As alluded to above, some medications are more effective when placed directly into the bladder, such as Elmiron. We can also use heparin, a cheap and commonly available blood thinner in the bladder to do the same function as Elmiron for those who don’t have a phenomenal drug plan. We combine either Elmiron or heparin with a local anesthetic to numb the bladder, and these can be done either in the office once or twice a week, or by the patient at home as often as every day. Most patients start with treatments 2-3 times a week, then taper down as their bladder pain lessens.
I believe that the first thing that needs to be done in women with IC is to identify what is the underlying (original if you will) pain generator. For most of the patients I see (with IC, get it…) that underlying source of pain is endometriosis. Approximately half of my patients with endo and IC have spontaneous relief of their bladder symptoms after excision surgery. The other half have to work at getting the IC under control, but it generally responds better after excision than before. It seems that those with worse bladder symptoms (pain, urgency, frequency), more pelvic floor spasm, and more of a neurogenic component to their pain (ie fibromyalgia, chronic migraines, IBS, etc) have a greater chance of the IC symptoms persisting after removing the endo.

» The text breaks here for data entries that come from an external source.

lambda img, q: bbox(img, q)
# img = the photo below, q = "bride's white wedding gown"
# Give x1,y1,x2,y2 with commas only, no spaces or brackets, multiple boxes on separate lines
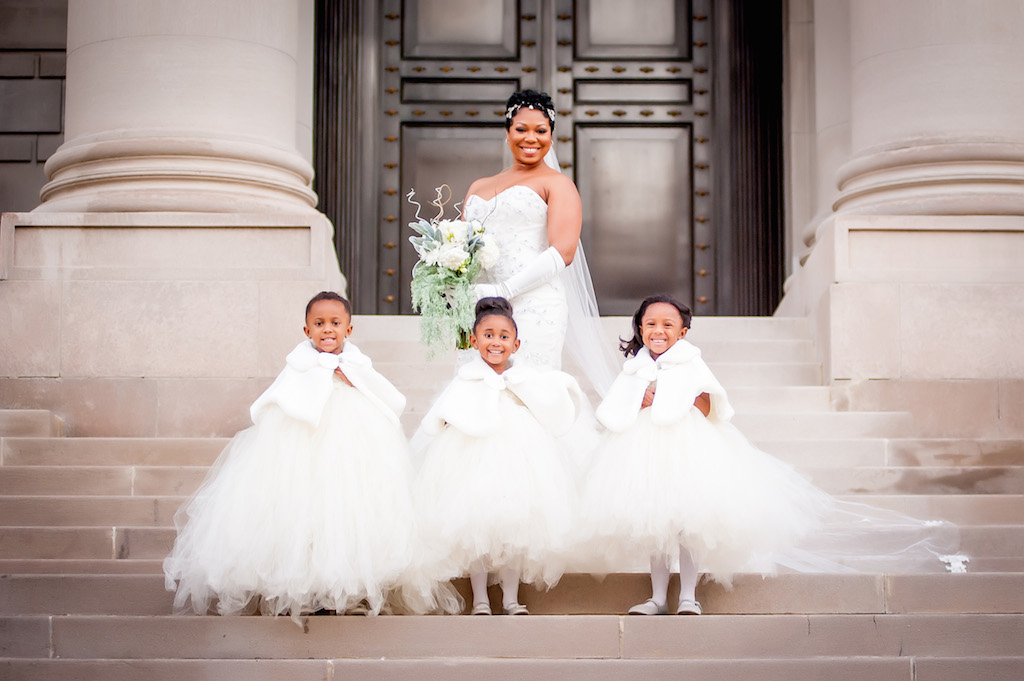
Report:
463,184,568,369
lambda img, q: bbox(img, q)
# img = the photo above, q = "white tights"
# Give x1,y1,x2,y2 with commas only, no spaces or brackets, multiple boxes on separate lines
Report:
469,562,519,608
650,545,697,605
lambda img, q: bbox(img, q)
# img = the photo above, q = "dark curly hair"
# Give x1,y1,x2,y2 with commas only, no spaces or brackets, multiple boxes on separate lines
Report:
618,294,693,357
505,90,555,131
306,291,352,316
473,298,519,335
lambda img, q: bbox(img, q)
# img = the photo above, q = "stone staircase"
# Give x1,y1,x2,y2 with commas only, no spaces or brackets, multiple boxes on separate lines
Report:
0,317,1024,681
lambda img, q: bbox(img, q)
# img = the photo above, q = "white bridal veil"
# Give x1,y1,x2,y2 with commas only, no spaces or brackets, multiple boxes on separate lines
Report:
544,143,618,396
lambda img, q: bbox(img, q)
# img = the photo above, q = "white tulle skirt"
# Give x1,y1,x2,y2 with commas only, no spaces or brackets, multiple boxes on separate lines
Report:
582,408,958,584
415,393,578,588
164,380,416,618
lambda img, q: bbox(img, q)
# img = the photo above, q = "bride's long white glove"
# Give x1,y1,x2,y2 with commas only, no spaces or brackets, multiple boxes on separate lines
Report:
473,246,565,300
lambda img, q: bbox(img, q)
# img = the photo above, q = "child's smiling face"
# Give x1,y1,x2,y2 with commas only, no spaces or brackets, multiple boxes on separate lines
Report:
640,303,689,357
302,300,352,354
469,314,519,374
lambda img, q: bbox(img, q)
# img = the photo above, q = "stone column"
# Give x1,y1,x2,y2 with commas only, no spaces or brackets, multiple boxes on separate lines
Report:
37,0,316,213
778,0,1024,438
0,0,345,437
835,0,1024,215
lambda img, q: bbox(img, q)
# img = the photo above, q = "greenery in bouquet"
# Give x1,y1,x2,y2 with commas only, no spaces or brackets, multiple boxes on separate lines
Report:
407,184,498,356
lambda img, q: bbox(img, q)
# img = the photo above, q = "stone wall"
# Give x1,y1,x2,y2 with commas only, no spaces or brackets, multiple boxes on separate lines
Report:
0,0,68,212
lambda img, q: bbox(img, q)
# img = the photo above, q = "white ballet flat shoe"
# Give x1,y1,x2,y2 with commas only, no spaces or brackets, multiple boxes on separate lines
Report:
630,598,669,614
676,598,703,614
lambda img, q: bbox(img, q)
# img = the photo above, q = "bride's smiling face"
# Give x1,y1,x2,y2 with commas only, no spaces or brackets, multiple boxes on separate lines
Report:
507,107,551,166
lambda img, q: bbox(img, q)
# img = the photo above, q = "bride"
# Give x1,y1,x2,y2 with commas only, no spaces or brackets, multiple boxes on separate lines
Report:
463,90,617,393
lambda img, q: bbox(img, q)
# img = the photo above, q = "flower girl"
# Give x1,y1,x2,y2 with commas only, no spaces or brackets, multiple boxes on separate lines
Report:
416,298,583,614
582,296,958,614
164,292,415,622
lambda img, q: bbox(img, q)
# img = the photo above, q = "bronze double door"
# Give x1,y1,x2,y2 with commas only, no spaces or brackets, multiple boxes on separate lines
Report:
321,0,782,314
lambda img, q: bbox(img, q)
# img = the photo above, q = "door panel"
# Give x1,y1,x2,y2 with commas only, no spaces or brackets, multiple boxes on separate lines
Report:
358,0,717,314
398,124,505,310
577,125,693,314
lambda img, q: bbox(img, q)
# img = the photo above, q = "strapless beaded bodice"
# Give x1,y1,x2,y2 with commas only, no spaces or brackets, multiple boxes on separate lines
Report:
465,184,548,284
463,184,568,369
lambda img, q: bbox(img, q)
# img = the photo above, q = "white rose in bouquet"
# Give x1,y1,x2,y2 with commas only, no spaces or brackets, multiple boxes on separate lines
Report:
437,243,469,271
476,240,499,269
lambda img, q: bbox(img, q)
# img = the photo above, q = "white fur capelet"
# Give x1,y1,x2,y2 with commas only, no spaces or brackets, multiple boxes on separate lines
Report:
249,340,406,428
422,355,583,437
596,339,733,432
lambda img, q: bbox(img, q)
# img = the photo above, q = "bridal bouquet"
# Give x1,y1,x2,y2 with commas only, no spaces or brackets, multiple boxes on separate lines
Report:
407,184,499,355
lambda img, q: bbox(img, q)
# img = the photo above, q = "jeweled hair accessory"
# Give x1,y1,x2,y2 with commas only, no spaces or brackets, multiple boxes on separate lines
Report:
505,101,555,123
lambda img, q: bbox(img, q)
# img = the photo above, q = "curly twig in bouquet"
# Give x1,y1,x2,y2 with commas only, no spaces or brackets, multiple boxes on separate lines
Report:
406,184,499,356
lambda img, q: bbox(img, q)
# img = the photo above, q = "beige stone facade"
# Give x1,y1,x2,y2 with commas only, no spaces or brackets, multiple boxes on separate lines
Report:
0,0,1024,437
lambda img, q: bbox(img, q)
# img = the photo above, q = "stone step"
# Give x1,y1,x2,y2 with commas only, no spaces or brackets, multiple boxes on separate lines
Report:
0,522,1024,560
0,494,1024,527
395,385,831,414
374,361,821,394
840,494,1024,527
351,314,811,347
0,466,209,497
0,437,229,466
0,496,184,527
0,461,1024,497
6,436,1024,467
8,655,1024,681
0,557,161,574
802,466,1024,495
401,403,897,441
886,438,1024,466
0,614,1024,659
8,557,1024,574
0,409,63,437
0,572,1024,616
0,524,175,557
360,331,817,368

Interstim (Sacral Neuromodulation) is a procedure where we implant electrodes near the S3 nerve root (the main sensory nerve from the bladder). These are stimulated for a week or 2 to see if it works, then if the test is successful as it is 80-90% of the time, we implant a little battery that looks like a pacemaker in the buttock. While Interstim is not approved for treatment of IC, it is approved for treating urgency and frequency, and those are the main symptoms that improve. I have seen about half of my IC patients have pain relief as well, but if you mostly have pain with a full bladder and your bladder feels full half as often as it did, most people think that’s a pretty good improvement. The lead with the electrodes is permanent and the battery needs to be changed every 3-5 years. Currently it is incompatable with MRIs, but they are working on a unit that is OK with MRIs and can be recharged so the battery won’t have to be changed either.
IC can be a debilitating condition when it is not recognized or treated appropriately. Unfortunately there are still many physicians, even urologists and gynecologists, who don’t understand IC, or maybe they do but they don’t want to treat it so they brush off the patient’s complaints. Despite this, I believe that overall awareness and recognition of IC is improving, and with appropriate interventions the symptoms can be well controlled. I like to tell my patients that when they understand the condition and the treatments, especially which foods are their own personal triggers and what to do for an acute flare, then they can control their bladder rather than their bladder controlling them. Knowledge is power, especially when it comes to IC, and our goal is to empower our patients so they feel less like victims and more in control of their health.